Niestety, opublikowany w dn. 20 października 2017 r. projekt tzw. dużej ustawy reprywatyzacyjnej, autoryzowany przez min. Patryka Jakiego, tych warunków nie spełniał. Dlatego deklarację premiera Jarosława Gowina o zaprzestaniu prac nad ustawą reprywatyzacyjną przyjmujemy bez zdziwienia. Wielokrotnie ostrzegaliśmy, że projekt ustawy zmierzał do całkowitego umorzenia znacznej części roszczeń krajowych, między innymi ziemiańskich, pozostawiając je bez rekompensaty. Na to niezrozumiałe wyłączenie zwracali uwagę także publicyści i eksperci.
Deklarację premiera Gowina przyjmujemy także z niepokojem. Cofa ona nasze państwo do roku 2001, gdy weto ówczesnego prezydenta Aleksandra Kwaśniewskiego zamroziło temat reprywatyzacji na kolejne 17 lat, dopuszczając – poprzez brak regulacji – do stanu niepewności prawnej, którego skutki odczuwamy do dziś.
Ponadto obserwujemy, że od czasu niefortunnego projektu tzw. dużej ustawy reprywatyzacyjnej z października 2017 r., sądy i organy administracji wstrzymują decyzje o zwrotach i rekompensatach, powołując się na rzekomo procedowany projekt rządowy. Niszczejące dwory i pałace, przejęte jeszcze przez komunistów, wciąż pozostające w gestii państwa i samorządów, to nasze dziedzictwo narodowe. Barbarzyństwem jest brak regulacji w tym względzie.
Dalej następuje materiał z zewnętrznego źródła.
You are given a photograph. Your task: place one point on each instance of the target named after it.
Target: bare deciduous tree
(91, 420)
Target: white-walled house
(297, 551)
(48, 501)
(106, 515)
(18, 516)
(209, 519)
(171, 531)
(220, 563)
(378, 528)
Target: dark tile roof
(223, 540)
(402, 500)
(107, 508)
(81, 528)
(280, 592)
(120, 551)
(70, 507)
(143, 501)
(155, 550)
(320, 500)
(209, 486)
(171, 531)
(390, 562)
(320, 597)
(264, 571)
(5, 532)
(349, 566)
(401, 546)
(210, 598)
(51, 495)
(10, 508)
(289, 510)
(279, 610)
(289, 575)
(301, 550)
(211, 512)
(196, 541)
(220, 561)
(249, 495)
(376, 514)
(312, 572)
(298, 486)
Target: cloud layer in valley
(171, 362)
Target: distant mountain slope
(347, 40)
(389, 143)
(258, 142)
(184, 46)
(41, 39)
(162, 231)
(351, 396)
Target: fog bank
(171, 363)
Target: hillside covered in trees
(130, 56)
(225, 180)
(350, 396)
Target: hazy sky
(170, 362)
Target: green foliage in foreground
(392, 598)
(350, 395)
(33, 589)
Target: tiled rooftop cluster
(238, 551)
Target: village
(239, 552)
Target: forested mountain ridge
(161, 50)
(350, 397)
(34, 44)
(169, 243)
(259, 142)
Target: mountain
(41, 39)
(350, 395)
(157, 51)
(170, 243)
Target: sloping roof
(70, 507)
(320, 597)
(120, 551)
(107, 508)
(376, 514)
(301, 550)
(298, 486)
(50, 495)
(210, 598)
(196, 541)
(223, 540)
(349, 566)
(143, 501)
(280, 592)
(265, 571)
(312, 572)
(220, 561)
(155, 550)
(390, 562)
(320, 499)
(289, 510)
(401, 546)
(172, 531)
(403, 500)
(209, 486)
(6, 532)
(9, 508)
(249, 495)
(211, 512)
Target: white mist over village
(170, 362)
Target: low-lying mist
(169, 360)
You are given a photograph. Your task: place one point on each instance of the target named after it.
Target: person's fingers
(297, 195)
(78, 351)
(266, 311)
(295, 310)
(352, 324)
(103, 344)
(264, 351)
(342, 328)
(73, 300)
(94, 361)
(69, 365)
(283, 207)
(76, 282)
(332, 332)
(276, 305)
Państwo polskie, które chce być szanowanym członkiem wspólnoty międzynarodowej, po prostu się ośmiesza.
Dlatego apelujemy do organów władzy o normalizację sytuacji prawnej w taki sposób, aby słuszne roszczenia rzeczywistych spadkobierców mogły być procedowane przez sądy i organy administracji.